What method would you use to find the number of moles and mass in grams for each situation listed:
a. 750 cm3 O2 at 27°C and 99.0 kPa
b. 300 cm3 CO2 at -10.0°C and 103kPa
To find the number of moles and mass in grams for each situation, we can use the Ideal Gas Law equation:
PV = nRT
Where:
P = Pressure (in kilopascals, kPa)
V = Volume (in liters, L)
n = Number of moles
R = Ideal gas constant (8.314 J/(mol·K))
T = Temperature (in Kelvin, K)
First, we need to convert the given values to the correct units if necessary.
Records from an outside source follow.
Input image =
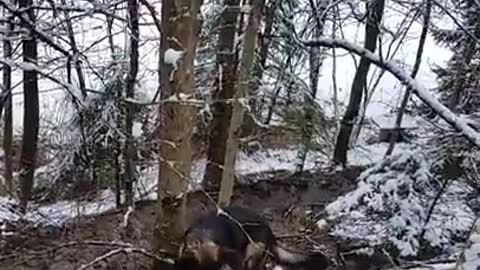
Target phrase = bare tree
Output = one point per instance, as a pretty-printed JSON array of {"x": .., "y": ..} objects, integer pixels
[
  {"x": 180, "y": 25},
  {"x": 129, "y": 148},
  {"x": 316, "y": 58},
  {"x": 30, "y": 109},
  {"x": 6, "y": 100},
  {"x": 416, "y": 67},
  {"x": 241, "y": 93},
  {"x": 374, "y": 16},
  {"x": 222, "y": 112}
]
a. For 750 cm3 O2 at 27°C and 99.0 kPa:
1. Convert cm3 to liters: Since 1 L = 1000 cm3, we have V = 750 cm3 / 1000 = 0.75 L.
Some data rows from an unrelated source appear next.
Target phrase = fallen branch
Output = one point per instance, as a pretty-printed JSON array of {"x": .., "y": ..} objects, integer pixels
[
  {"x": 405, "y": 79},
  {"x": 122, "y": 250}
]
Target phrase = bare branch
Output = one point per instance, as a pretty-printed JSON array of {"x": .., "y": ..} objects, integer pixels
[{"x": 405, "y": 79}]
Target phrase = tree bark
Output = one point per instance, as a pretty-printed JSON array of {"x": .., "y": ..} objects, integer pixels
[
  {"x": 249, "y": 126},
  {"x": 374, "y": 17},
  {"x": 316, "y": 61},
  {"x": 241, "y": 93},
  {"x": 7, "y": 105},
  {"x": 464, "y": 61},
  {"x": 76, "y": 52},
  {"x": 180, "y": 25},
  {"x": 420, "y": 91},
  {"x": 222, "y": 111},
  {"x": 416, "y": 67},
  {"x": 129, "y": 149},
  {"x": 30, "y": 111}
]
2. Convert Celsius to Kelvin: Add 273 to the given temperature to get T = 27°C + 273 = 300 K.
Now we can use the Ideal Gas Law equation:
(99.0 kPa) * (0.75 L) = n * (8.314 J/(mol·K)) * (300 K)
Solving for n, the number of moles:
n = (99.0 kPa * 0.75 L) / (8.314 J/(mol·K) * 300 K)
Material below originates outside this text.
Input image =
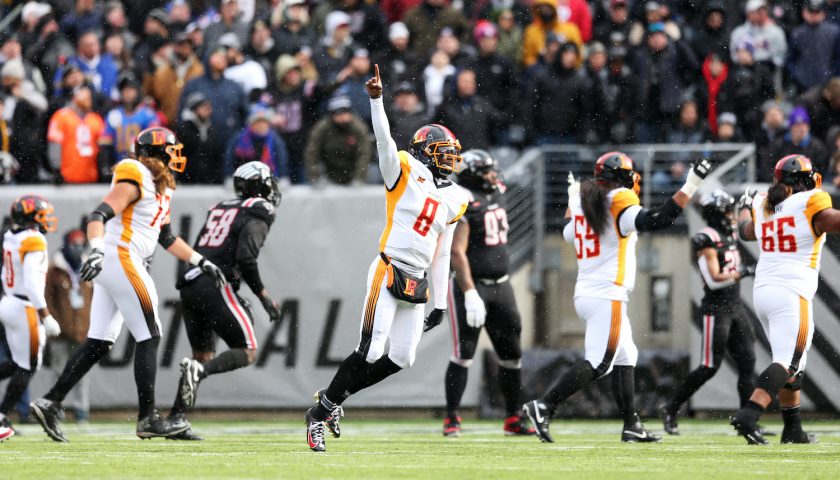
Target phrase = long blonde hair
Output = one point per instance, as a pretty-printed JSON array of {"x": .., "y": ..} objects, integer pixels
[{"x": 160, "y": 173}]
Calculate the result to get the number of moles.
To find the mass in grams, we need to know the molar mass of O2 (diatomic oxygen), which is 32 g/mol. We can use this to convert moles to grams:
mass = n * molar mass
Calculate the result to find the mass in grams.
b. For 300 cm3 CO2 at -10.0°C and 103 kPa:
1. Convert cm3 to liters: V = 300 cm3 / 1000 = 0.3 L.
2. Convert Celsius to Kelvin: T = -10.0°C + 273 = 263 K.
Using the Ideal Gas Law equation:
(103 kPa) * (0.3 L) = n * (8.314 J/(mol·K)) * (263 K)
Solving for n:
n = (103 kPa * 0.3 L) / (8.314 J/(mol·K) * 263 K)
Calculate the result to find the number of moles.
To find the mass in grams, we need the molar mass of CO2 (carbon dioxide), which is 44 g/mol. Use this value to convert moles to grams:
mass = n * molar mass
Calculate the result to find the mass in grams.